In recognition of the wisdom reflected in Ring Lardner’s immortal phrase, “Shut up, he explained,” I present my annual rundown of topics in sports we’re all tired of hearing about.
The BCS. It’s a short season, a broad universe of teams, and the system’s only purpose is to match number one against number two after all the games are played. So what if the results look silly in week six? Do you judge the result of a baseball game in the fourth inning? By the end, it works pretty much as well as any such system could. And it’s better than the old bowl system with conference tie-ins that made it almost impossible to put the top two teams on the same field.
I hope the Senate investigates the supposed unfairness of the BCS to its fullest. I look forward to the demands for mathematical precision from a legislative body where 41% of the votes can prevent a bill or nomination from coming to the floor.
Disrespect. You’re a professional athlete. Other professional athletes are going to try to beat you. That’s their job. Any disrespect that follows from that is just the nature of competitive sports. As for the rest of us, if we don’t think you can win a championship and we say so, that isn’t disrespect; it’s an intellectual judgment about a physical endeavor we wish we were good enough to do. We talk and watch; you get paid as a result. Sounds like a win-win. And no matter what we say, you’re going to play the game, and we’ll see the result at the end. Nothing else matters.
Act Like You’ve Been There Before. We’re thirty years into the era of touchdown celebrations and sack dances. I know Jim Brown just handed the ball to the referee and went back to the bench after he scored. Jim Brown is 74. The referees to whom he handed the ball are all dead. So is the gesture.
Will Brett Favre Play? Or pretty much anything including the words “B—t F—e.” He’s such a stale topic that it’s more than a year since Sears – not noted for its cutting edge humor – did a commercial making fun of him. Until he’s hopping around on one leg with no arms like the Monty Python knight, he’ll find a way to start, for somebody.

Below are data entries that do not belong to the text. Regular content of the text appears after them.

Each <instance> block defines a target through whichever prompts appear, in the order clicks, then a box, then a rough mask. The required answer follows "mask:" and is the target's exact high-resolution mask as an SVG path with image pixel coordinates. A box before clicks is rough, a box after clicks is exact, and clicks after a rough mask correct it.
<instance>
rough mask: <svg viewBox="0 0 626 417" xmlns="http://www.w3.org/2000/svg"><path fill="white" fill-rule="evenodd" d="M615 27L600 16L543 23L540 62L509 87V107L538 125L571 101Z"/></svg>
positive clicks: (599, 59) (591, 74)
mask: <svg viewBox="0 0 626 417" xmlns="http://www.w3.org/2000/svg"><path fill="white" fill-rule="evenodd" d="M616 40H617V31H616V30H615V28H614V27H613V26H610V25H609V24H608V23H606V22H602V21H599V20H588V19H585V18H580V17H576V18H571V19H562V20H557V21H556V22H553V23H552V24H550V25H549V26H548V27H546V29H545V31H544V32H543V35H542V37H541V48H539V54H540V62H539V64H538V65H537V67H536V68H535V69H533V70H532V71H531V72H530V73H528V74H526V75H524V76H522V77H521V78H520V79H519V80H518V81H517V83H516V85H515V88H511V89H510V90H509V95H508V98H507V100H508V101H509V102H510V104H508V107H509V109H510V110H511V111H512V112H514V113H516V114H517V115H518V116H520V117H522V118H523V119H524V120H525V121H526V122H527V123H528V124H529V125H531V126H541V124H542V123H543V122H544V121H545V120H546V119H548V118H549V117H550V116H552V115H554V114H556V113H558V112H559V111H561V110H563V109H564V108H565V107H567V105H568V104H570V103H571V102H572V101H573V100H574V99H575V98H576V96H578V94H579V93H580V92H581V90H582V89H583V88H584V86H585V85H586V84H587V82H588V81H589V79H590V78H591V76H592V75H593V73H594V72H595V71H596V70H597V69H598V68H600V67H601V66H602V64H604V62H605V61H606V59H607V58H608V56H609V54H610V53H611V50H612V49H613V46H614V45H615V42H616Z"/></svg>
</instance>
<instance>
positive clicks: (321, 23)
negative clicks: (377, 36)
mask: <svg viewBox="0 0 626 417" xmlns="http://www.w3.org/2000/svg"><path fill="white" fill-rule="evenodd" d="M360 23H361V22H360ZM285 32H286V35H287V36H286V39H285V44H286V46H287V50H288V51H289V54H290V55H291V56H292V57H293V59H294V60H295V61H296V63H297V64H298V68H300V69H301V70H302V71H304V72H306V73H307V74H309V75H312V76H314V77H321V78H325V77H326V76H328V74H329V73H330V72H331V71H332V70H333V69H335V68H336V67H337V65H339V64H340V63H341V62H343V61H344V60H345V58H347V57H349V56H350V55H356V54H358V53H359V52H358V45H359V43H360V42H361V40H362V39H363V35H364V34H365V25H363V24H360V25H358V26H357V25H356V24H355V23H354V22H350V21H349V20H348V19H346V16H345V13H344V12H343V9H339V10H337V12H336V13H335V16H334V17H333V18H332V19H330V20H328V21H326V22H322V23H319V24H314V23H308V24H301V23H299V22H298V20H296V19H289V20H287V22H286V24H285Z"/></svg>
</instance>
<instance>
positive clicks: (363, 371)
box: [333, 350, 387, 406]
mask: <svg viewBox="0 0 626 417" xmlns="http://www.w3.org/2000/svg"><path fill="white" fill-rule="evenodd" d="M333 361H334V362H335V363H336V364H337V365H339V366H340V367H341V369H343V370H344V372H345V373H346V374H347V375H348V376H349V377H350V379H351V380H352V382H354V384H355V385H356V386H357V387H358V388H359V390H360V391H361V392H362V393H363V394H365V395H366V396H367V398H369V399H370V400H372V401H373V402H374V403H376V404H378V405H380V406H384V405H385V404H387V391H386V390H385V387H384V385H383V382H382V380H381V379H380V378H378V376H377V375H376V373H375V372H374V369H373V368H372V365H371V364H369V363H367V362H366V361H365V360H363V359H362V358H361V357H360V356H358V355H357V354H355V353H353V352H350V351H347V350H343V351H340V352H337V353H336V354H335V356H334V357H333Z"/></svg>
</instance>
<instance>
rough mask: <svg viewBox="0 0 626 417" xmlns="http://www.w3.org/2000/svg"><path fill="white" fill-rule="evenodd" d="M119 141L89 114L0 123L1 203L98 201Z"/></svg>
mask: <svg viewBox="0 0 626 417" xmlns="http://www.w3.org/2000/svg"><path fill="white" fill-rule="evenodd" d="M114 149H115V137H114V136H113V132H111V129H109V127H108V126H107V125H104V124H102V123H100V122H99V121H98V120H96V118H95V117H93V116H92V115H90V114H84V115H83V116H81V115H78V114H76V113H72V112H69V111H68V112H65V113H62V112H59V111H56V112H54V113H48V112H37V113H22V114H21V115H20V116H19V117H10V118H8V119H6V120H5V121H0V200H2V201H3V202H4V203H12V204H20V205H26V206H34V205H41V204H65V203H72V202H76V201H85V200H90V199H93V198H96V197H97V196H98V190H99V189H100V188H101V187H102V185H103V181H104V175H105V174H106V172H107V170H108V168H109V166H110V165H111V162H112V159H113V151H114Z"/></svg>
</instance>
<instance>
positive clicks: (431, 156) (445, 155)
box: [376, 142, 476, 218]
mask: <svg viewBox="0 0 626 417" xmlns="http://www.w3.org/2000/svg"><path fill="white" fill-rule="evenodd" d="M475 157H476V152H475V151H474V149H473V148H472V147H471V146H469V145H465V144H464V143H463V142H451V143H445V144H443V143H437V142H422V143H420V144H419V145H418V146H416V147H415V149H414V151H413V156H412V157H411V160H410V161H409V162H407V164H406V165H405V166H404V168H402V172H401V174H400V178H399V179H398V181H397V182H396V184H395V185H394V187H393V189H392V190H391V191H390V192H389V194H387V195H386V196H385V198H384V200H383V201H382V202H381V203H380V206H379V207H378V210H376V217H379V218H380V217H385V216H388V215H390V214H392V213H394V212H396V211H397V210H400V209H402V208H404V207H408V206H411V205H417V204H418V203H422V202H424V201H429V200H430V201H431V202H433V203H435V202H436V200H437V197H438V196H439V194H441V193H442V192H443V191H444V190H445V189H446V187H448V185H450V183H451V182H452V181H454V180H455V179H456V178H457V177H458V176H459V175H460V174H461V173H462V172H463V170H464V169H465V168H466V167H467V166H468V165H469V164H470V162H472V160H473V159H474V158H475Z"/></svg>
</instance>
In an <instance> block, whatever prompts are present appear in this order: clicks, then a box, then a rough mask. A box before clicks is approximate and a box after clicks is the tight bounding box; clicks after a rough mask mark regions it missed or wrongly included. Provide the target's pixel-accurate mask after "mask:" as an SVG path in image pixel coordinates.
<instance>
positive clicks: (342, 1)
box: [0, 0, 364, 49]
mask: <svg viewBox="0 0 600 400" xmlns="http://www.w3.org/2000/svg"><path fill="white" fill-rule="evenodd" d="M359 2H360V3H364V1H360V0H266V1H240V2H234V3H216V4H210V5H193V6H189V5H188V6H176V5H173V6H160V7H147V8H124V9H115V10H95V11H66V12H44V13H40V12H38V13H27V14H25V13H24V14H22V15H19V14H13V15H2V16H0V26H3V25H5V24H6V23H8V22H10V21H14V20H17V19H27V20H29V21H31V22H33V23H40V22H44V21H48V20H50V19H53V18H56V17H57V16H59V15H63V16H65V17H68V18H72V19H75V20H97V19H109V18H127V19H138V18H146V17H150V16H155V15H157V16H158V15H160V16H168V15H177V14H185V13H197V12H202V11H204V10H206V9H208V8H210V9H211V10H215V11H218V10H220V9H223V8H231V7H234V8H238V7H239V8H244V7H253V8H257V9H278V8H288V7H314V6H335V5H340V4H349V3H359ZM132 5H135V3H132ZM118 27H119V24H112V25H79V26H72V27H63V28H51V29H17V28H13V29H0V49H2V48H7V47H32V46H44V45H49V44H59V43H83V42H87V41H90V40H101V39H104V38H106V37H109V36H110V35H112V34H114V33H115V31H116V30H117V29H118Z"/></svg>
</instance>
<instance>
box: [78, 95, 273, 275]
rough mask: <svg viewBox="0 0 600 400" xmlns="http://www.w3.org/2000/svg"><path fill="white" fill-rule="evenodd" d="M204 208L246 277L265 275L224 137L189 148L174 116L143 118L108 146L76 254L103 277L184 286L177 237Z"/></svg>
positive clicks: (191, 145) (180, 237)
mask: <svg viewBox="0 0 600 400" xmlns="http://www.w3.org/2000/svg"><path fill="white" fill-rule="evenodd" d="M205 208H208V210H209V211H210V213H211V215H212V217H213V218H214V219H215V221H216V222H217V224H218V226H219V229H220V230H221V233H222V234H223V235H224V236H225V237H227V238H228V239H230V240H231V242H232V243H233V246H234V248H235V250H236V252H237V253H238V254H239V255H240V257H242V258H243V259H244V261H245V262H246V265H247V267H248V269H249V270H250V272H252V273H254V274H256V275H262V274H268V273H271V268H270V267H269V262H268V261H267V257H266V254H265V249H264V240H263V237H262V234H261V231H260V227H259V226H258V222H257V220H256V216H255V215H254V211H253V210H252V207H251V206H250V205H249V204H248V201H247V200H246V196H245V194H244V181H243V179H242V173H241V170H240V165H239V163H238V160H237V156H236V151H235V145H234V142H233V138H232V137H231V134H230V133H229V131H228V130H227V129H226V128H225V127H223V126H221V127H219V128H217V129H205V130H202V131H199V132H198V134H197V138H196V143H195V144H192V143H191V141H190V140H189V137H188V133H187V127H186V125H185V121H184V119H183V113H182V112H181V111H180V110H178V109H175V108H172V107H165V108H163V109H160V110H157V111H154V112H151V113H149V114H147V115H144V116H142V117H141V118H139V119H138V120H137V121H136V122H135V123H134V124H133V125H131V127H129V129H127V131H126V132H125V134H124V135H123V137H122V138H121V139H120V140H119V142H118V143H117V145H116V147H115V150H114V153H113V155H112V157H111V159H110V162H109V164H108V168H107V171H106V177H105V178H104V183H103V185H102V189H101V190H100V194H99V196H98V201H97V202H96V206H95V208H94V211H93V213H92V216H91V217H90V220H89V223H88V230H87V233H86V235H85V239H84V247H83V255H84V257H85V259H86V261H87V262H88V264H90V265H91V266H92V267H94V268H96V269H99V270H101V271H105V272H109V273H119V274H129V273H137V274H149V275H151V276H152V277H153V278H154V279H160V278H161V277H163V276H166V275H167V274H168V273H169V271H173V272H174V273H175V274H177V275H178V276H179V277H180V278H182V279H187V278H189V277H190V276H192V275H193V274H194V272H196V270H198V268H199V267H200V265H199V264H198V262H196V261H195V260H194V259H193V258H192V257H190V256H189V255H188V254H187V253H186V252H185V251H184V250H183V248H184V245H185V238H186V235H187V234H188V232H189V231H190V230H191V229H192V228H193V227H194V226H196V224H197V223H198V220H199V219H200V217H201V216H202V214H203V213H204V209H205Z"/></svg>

Derek Jeter’s Contract. He’s going to sign with the Yankees. He doesn’t want to play anywhere else, and they don’t want him to. Whether they give him three years, or four, or five, what difference does it make? It’s not like a commitment will keep them from pursuing other players. They’re not going to raise ticket prices because of his contract; they’ll raise them if they think they can get away with it. Regardless of what the outcome is, he and Minka will be able to afford good child care.
Your Fantasy Team. I’ve been in a fantasy baseball league for twenty-eight years. Want to hear about the best trade I ever made? Didn’t think so. And I don’t want to hear about yours, or about the horrible loss your fantasy football team took when the Monday Night game went into overtime. There has never been an actual conversation about fantasy sports; what appears to be a conversation is actually one person talking, and the other person mentally tapping his foot and awaiting his turn to speak.
Student-Athletes. Please. They exist, but mostly in sports we don’t watch. It’s been this way since Pudge Heffelfinger. If Cam Newton really is getting $175,000 from Auburn, good for him; Gene Chizik is making more than ten times as much to recruit and coach him, so why shouldn’t the guy risking his body reap some rewards too?
Steroids and the Hall of Fame. The same people who went into paroxysms of joy over the McGwire-Sosa home-run race in 1998 are lining up ten years later to shun them from baseball’s holy of holies. Here’s a bulletin: the word ”enshrine” is a metaphor, and none of the previous inductees were saints, either. Steroids weren’t an issue for prior generations, because they didn’t believe weight training would help in baseball. But greenies (amphetamines) definitely were an issue, and every player who took ‘em thought they would enhance his performance.
The record book doesn’t judge; it records. Every record is the product of a particular set of conditions. The steroids era raised the statistical bar on some measures of greatness, and so did changes in the liveliness of the ball, the size of the parks, the lighting conditions, and a host of other factors, environmental and strategic. Separating the significant from the merely inflated requires judgment, but that’s what the vote is all about. Ignoring the whole era is a sanctimonious copout.
The Umpires/Referees/Officials. Yes, they screw up. A lot. Sometimes inexplicably so. It’s always been so; extensive film study has shown that Bill Klem’s strike zone ran from the inside corner to a foot outside, particularly when Herb Pennock was pitching. OK, I made that up, but the fact is we have access to views and angles no one’s ever had before. They’re not incompetent, they’re imperfect. And if there are 176 games in a weekend, odds are pretty good SportsCenter will be able to find some calls that were badly blown in a few of them. The games are played by people, and should be called by people – at least until we perfect the electronic home plate, sew sensors into the uniforms, and put chips on the points of the football.
Tiger Woods. Until he at least contends in a tournament. Or I’m running low on column ideas.
And Let’s Not Forget: Rick Pitino’s suits, Jim Boeheim’s whining, Joe Paterno’s hair color, Troy Polamalu’s hair, Dick Vitale’s voice, Peyton Manning’s body language, Cliff Lee’s agent, Notre Dame football, Big Ten basketball, the Little League World Series, and any new commercials from Nike or ESPN.